Ratepayers in Hawkes Bay have every reason to expect accountability and transparency from a big irrigation project in the region.

Years in the planning, the Ruataniwha water storage scheme is designed to create a 320 hectare lake, held in place by an 80m-high dam. Over summer, farmers contracted to take water from the reservoir would have reliable flows during times of pinched supply for their stock and crops.

Dam construction costs, which includes getting water to the farm gate, were first estimated around $275 million.

A review released last week by the Hawkes Bay Regional Council included a higher figure of $333 million, of which $80 million was to be borne by local ratepayers and the rest by Government-owned Crown Irrigation Investments and possibly ACC, which has been identified as a potential investor. The cost to farmers also jumped, from $200 million to $556 million, for pipes and irrigators and other capital items.

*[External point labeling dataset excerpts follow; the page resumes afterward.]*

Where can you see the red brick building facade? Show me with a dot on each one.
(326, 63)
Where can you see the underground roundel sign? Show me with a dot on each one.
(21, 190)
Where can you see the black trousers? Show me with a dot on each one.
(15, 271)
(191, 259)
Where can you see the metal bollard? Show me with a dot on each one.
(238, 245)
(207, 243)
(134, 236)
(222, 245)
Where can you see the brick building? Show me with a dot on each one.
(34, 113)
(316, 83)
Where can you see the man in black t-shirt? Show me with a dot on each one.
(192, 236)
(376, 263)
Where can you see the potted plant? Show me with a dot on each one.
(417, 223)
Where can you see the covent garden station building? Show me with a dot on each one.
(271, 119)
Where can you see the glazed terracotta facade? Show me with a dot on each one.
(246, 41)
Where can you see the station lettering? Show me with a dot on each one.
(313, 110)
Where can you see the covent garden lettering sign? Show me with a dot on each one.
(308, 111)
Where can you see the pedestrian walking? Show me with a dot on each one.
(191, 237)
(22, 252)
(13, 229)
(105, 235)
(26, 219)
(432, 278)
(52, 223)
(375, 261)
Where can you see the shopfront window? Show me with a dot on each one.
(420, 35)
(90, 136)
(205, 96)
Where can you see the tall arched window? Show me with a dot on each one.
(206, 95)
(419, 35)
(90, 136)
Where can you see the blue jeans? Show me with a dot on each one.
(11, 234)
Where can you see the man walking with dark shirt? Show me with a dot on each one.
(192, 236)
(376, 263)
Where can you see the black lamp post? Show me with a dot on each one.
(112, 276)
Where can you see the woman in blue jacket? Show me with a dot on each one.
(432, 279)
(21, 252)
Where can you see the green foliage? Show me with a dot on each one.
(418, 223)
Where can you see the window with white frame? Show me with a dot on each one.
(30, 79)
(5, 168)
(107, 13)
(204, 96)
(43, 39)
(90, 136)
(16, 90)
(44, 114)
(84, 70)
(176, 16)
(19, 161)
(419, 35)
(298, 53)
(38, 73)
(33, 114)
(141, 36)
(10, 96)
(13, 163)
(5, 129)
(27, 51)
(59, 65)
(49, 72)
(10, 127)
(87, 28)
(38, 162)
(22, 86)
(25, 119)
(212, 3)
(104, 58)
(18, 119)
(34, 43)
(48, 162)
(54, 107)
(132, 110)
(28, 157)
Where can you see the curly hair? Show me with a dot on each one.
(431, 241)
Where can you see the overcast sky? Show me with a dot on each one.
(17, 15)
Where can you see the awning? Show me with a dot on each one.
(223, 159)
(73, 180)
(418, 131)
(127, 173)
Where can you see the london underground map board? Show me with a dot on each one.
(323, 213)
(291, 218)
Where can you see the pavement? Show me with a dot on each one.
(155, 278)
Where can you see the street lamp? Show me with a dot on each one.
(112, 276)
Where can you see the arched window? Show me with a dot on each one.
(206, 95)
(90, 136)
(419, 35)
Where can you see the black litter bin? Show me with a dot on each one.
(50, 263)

So the regional project, which has already consumed some $16 million, will potentially have taxpayers shouldering risk, while promoters of the scheme have yet to confirm whether the enterprise has convinced enough farmers to sign up to buy water to justify the investment.

The promoters announced Monday of this week was D-day for farmers to get on board. Previously it has said it had countersigned contracts for 31 million cubic metres of water with a minimum of 45 million cubic metres needed to be sold to make construction financially viable. This was also the trigger point for the regional council to commit a further $66 million into the dam. But it appears the public will have a wait two weeks to learn whether this threshold has been crossed.

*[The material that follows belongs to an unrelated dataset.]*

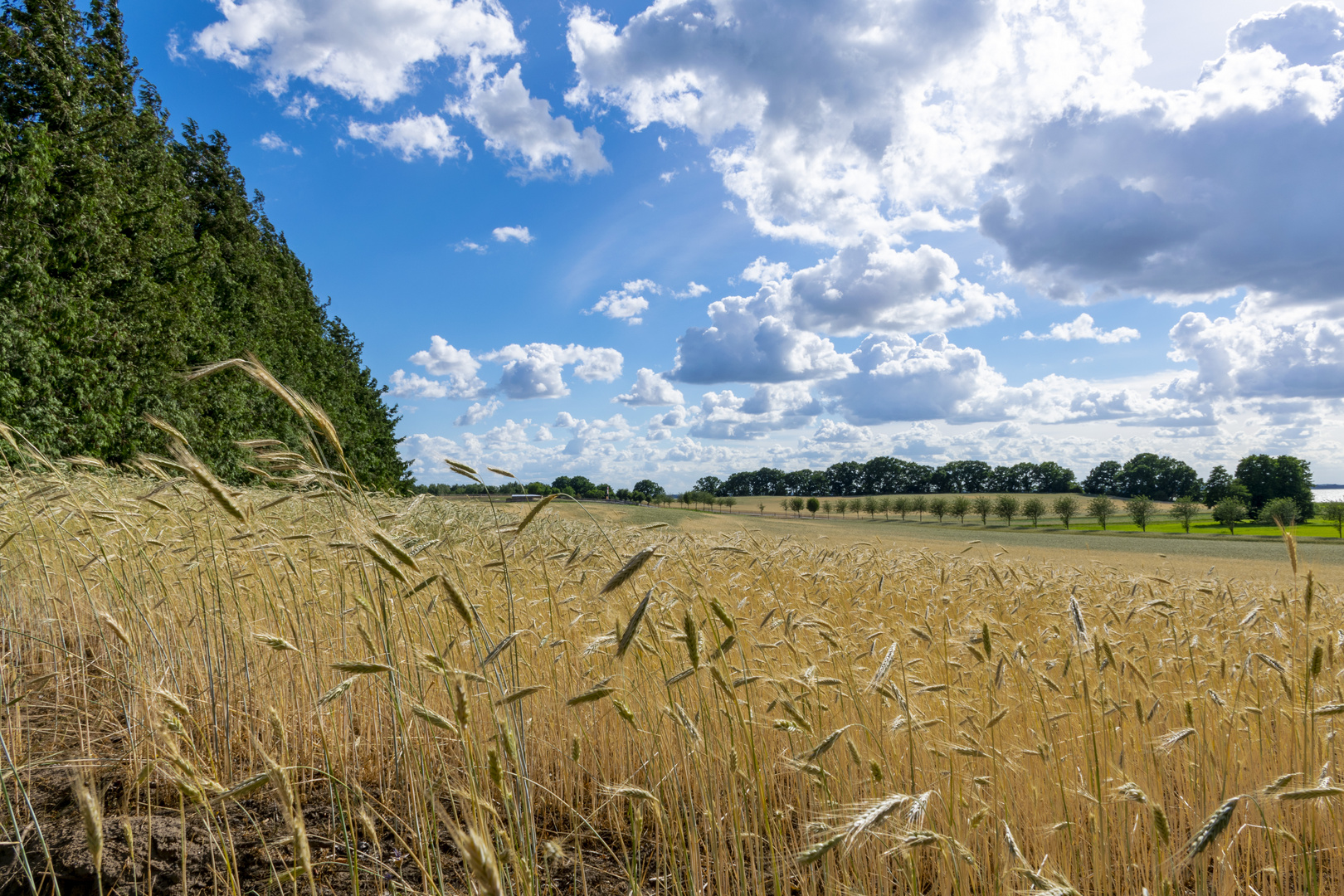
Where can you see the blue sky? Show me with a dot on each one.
(698, 236)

The scheme as designed could, according to the promoters, generate 3500 jobs and contribute $380 million to Hawkes Bay's GDP. Clearly it has the makings of a significant regional asset.

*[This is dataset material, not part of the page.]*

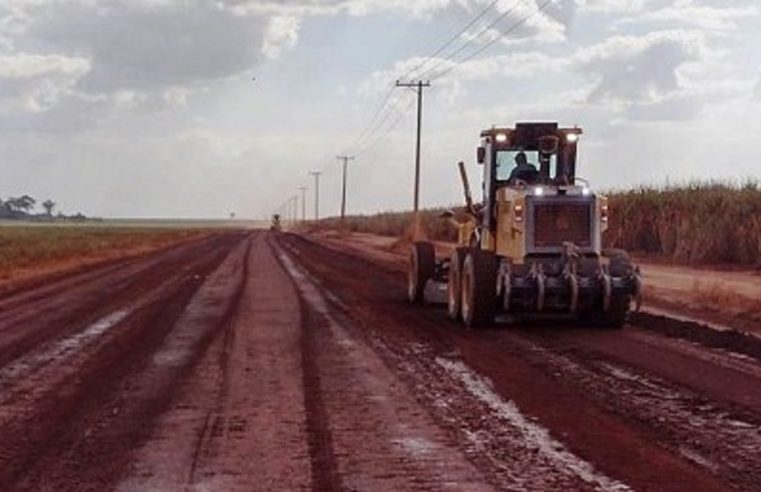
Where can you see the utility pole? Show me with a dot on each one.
(345, 159)
(416, 201)
(316, 175)
(303, 203)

Yet warning lights have flashed throughout the gestation of the scheme. The regional council's investment company HBRIC has been looking for alternative institutional investors since Trustpower and Ngai Tahu pulled out in early 2014, saying the risks surrounding the dam were too high and the returns too low. One economist suggested the projected price of water was too high for farmers and too low for investors, leaving the dam "stuck in the valley of death".

A battle was waged over environmental impacts, and former Conservation Minister Nick Smith was accused of meddling in the scheme to overcome concerns about water pollution. And a judge who ruled on a challenge to the report of a board of inquiry declared the tribunal had created a "factual fiction" to allow the project to go ahead.

Irrigation projects, properly designed and funded by those who benefit from them, play a vital role in the New Zealand economy. Schemes which need rules bent to get them over the line and financial risks shifted to those who derive little if any benefit should have to clear a very high bar. The longer the Ruataniwha project takes to tick all the boxes, then the case for it proceeding becomes harder to sustain.